- Interactive map of the Baythorne Hall area

General information
- Location: Birdbrook, Essex, England, United Kingdom
- Coordinates: 52°3′20.16″N 0°30′23.36″E﻿ / ﻿52.0556000°N 0.5064889°E
- Year built: c. 1341/42

= Baythorne Hall =

English country house

Baythorne Hall is a raised-aisle hall in Baythorne End, Essex. It has been a Grade I listed building since 1952.

== History ==
Baythorne Hall is an early example of a raised-aisle hall, of a type that is rare in Essex common in neighbouring Suffolk. It is one of three such buildings to have undergone dendrochronological dating (the others being Lodge Farm, Norfolk, and Wymondley Bury, Hertfordshire), and the oldest of the three, dated to 1341 or 1342. This would make the hall the work of Sir John de Walton, who held the manor at the time, and was also responsible for the construction of Tiptofts in nearby Wimbish.

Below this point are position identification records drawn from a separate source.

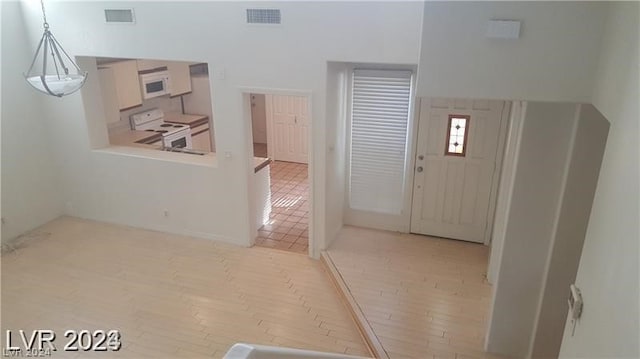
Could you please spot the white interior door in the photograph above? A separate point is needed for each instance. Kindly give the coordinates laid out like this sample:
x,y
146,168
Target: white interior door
x,y
288,122
456,170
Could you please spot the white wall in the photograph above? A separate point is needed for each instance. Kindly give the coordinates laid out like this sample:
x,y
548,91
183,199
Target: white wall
x,y
136,190
543,157
505,187
29,173
259,118
565,250
553,60
608,271
337,77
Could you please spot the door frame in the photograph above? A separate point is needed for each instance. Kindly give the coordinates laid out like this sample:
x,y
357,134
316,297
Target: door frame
x,y
246,104
268,109
360,218
505,117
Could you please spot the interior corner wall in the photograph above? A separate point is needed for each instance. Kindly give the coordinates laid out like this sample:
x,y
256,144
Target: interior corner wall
x,y
337,74
543,158
608,274
577,199
30,184
553,60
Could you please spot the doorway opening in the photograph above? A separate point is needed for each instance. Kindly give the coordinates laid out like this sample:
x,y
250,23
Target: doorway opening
x,y
280,125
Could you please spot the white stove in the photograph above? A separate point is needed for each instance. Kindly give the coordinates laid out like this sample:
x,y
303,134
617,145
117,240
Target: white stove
x,y
173,134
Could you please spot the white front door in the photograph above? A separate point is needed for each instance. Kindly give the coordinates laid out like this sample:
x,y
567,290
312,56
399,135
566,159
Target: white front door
x,y
287,124
458,157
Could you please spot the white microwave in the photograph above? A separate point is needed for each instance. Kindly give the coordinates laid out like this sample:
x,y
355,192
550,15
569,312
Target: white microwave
x,y
155,84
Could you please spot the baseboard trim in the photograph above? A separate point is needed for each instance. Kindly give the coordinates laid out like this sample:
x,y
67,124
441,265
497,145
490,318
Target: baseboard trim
x,y
364,328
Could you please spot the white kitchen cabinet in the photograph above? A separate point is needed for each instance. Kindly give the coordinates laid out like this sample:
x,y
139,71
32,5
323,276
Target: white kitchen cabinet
x,y
180,77
201,138
146,65
125,74
109,94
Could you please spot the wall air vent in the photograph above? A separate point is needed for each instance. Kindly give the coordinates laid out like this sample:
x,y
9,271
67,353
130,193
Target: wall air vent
x,y
119,16
264,16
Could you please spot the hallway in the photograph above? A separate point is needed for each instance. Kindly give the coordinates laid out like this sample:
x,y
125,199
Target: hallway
x,y
424,297
288,226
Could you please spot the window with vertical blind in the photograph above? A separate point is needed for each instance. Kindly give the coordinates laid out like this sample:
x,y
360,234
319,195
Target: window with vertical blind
x,y
379,121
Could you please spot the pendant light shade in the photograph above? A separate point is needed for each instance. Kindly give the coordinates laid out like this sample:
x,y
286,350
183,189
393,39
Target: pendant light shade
x,y
54,79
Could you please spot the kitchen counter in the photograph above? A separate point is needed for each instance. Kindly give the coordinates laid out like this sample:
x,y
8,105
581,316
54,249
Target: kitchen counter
x,y
133,138
138,139
192,120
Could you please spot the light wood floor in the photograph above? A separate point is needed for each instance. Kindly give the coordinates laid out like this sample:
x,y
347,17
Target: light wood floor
x,y
169,295
424,297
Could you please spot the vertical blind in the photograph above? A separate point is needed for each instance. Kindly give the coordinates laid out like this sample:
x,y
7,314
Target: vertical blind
x,y
379,120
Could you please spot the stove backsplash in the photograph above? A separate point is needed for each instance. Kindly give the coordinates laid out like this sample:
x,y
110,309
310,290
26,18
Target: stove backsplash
x,y
165,103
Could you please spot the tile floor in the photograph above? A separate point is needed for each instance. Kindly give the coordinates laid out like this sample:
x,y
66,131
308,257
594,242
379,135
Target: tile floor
x,y
424,297
288,227
170,296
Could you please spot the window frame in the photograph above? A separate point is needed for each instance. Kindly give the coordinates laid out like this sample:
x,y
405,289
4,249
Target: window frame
x,y
465,140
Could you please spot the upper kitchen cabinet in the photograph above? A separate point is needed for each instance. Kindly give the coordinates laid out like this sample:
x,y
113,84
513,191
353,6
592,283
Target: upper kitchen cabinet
x,y
127,84
147,65
180,77
109,94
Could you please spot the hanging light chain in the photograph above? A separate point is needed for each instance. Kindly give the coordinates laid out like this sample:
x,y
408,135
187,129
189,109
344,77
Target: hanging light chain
x,y
44,16
60,82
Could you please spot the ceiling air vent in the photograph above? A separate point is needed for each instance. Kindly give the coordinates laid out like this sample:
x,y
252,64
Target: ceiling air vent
x,y
119,16
263,16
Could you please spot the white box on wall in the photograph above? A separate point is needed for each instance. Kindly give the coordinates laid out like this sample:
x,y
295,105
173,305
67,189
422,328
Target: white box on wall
x,y
503,29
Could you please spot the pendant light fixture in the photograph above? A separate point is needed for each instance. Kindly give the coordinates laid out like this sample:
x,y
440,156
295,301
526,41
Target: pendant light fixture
x,y
54,79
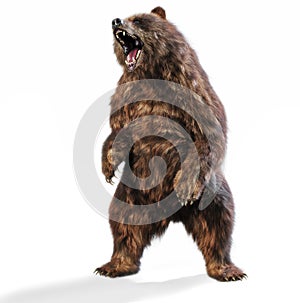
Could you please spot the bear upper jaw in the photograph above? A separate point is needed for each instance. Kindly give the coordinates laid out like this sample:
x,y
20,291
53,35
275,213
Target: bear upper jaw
x,y
131,45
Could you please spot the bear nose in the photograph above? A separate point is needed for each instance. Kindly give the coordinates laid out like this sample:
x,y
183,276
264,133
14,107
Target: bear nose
x,y
116,23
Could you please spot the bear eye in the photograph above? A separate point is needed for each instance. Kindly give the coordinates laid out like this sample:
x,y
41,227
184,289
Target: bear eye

The original building consisted of a 2-bay hall, south-east facing, with two jettied crosswings. In the 16th century, a brick chimney was added to the building, and the hall was floored over. An extension was built to the rear of the building in the late 19th or early 20th century, and new windows were added at various times between the 18th and 20th centuries.

== Present day ==
Baythorne Hall has been described by Heritage England as being "exceptionally" well-preserved. Since the 1870s, the building has been in the private ownership of the Unwin family, who run a farm on the site.

One former farm building at Baythorne Hall today hosts a "rural independent business hub", hosting a number of local businesses including a bakery, Morgan’s butchery, wine shop, and café.